Mihi Belgacem, Good Misty
Division of Newborn Medicine, Department of Pediatrics, Washington University School of Medicine, 660 South Euclid Avenue, Campus Box 8208, St Louis, MO 63110, USA.
Division of Newborn Medicine, Department of Pediatrics, Washington University School of Medicine, 660 South Euclid Avenue, Campus Box 8208, St Louis, MO 63110, USA; Department of Pathology and Immunology, Washington University School of Medicine, 660 South Euclid Avenue, Campus Box 8208, St Louis, MO 63110, USA.
Clin Perinatol. 2019 Mar;46(1):145-157. doi: 10.1016/j.clp.2018.09.007. Epub 2018 Dec 20.

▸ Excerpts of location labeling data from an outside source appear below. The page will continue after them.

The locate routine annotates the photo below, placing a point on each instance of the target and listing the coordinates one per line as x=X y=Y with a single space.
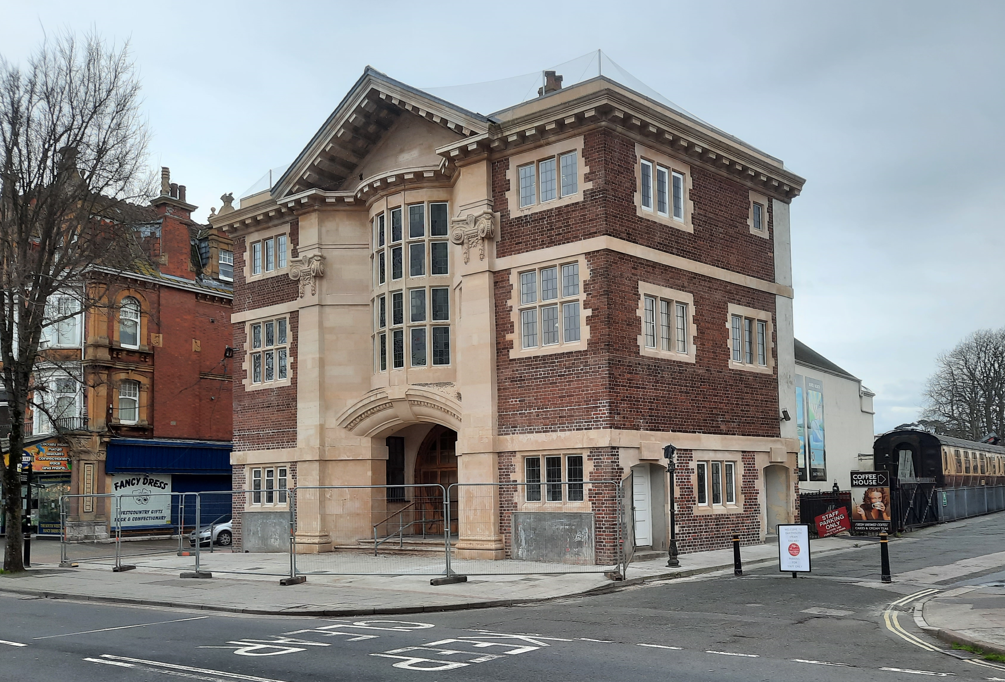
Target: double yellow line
x=893 y=625
x=889 y=617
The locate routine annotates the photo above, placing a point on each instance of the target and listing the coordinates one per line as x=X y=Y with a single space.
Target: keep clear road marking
x=122 y=627
x=124 y=661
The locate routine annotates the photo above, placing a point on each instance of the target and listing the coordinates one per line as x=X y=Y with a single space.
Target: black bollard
x=884 y=557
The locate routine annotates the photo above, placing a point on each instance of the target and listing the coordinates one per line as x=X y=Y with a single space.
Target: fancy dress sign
x=142 y=500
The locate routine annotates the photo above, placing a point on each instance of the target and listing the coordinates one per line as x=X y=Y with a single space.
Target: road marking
x=190 y=669
x=893 y=625
x=97 y=660
x=891 y=619
x=122 y=627
x=918 y=672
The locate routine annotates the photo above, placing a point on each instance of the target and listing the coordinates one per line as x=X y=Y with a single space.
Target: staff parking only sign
x=794 y=547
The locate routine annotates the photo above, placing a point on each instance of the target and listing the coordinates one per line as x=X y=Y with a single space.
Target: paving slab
x=248 y=583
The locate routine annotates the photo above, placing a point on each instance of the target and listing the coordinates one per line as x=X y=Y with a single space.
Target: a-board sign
x=832 y=522
x=870 y=508
x=794 y=547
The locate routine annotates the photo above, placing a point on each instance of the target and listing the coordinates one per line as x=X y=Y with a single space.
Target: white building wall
x=848 y=433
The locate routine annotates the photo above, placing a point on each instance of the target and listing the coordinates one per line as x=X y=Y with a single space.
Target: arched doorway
x=436 y=463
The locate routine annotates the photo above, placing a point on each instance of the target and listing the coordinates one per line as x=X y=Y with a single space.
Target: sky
x=892 y=111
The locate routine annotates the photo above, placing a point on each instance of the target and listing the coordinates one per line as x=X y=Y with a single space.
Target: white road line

Necrotizing enterocolitis (NEC) remains a leading cause of preterm infant mortality. NEC is multifactorial and believed a consequence of intestinal immaturity, microbial dysbiosis, and an exuberant inflammatory response. Over the past decade, exaggerated Toll-like receptor 4 (TLR4) activity in the immature intestine of preterm neonates emerged as an inciting event preceding NEC. Increased TLR4 signaling in epithelial cells results in the initiation of an uncontrolled immune response and destruction of the mucosal barrier. This article discusses the state of the science of the molecular mechanisms involved in TLR4-mediated inflammation during NEC and the development of new therapeutic strategies to prevent NEC.
坏死性小肠结肠炎(NEC)仍然是早产婴儿死亡的主要原因。NEC是多因素的,被认为是肠道不成熟、微生物生态失调和过度炎症反应的结果。在过去十年中,早产新生儿未成熟肠道中Toll样受体4(TLR4)活性的过度增强成为NEC之前的一个激发事件。上皮细胞中TLR4信号的增加导致不受控制的免疫反应的启动和黏膜屏障的破坏。本文讨论了NEC期间TLR4介导的炎症所涉及的分子机制的科学现状以及预防NEC的新治疗策略的发展。